For me the children’s service is a chance to reflect on the meaning of worship.  By dressing down, I feel that I am putting away all my pretenses.  I am humble before the manger, in which lies a King.  I keep this image before me as I worship at other times during the year.

May your worship be humble and glorious tonight, and indeed every time you worship.

Today’s Scripture readings from the PC(USA):  http://gamc.pcusa.org/devotion/daily/2010/12/24/

Advent Day 26: Community

Advent Day 26

So those who welcomed his message were baptized, and that day about three thousand persons were added.   They devoted themselves to the apostles’ teaching and fellowship, to the breaking of bread and the prayers.  (Acts 2:41-42)

Tomorrow is Christmas Eve!  My last two posts (tomorrow and Christmas Day) will be centered more on Christmas, so today’s post is an attempt to wrap up all the thoughts on spiritual practices that I’ve shared.    In my preparation for this blog, I did a lot of praying and thinking.  Some Christian leaders are criticizing folks’ interest in spirituality, saying it’s too loose and self-centered.  At the same time, Americans’ interest in do-it-yourself spiritual and religious practice continues to grow. 

For me the big question is, what do you do once you realize you’re on a spiritual journey?  It seems to me you have two choices.

One, you can continue the journey on your own.  Thanks to the internet and huge bookstores with religion and inspiration sections, you can keep busy for a long time.

Two, you can throw your lot in with a religious or spiritual community.  In some areas of the world, you have plenty of choices; in others less.  Then again, there are also online religious communities (I haven’t tried that out yet.)

Actually, there’s a third choice:  do both. 

Being a part of a Christian community, in addition to developing my relationship with God on my own, has given me three things: 

  1. a chance to pray with others, for others, and be prayed for.
  2. time to break bread with other people.  I like to talk, and eating together is a great chance to do that.
  3. an opportunity to learn something, to throw out my ideas, and to discuss with other people.

I realize that not all religious communities offer these things.  Some are more about commands, or performance, or squeezing people into a box.  Yet for those of us who want to be Christian, it’s all there in Acts 2.

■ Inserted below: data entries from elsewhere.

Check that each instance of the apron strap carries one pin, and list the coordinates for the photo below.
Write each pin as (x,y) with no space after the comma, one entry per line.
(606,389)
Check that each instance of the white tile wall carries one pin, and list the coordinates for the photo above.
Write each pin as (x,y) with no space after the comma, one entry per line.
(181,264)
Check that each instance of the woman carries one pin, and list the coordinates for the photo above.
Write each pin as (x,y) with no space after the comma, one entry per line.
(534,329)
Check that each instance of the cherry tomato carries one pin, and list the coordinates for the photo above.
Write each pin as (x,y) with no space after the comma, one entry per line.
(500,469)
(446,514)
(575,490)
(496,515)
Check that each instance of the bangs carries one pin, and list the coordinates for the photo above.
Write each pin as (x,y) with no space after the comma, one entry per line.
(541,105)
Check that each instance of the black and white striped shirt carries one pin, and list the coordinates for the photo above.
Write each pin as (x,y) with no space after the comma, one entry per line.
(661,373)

Hopefully you’ve enjoyed reading about and trying some of the spiritual practices I’ve described for the past several weeks.  As you move on, think and pray about a church/community you could join (or ways you could become more involved in your own community.)  Could sharing your thoughts, prayers, and meals take you to a new level?  Could opening the door to a church open other doors you had no idea existed?  Could it just maybe change your life?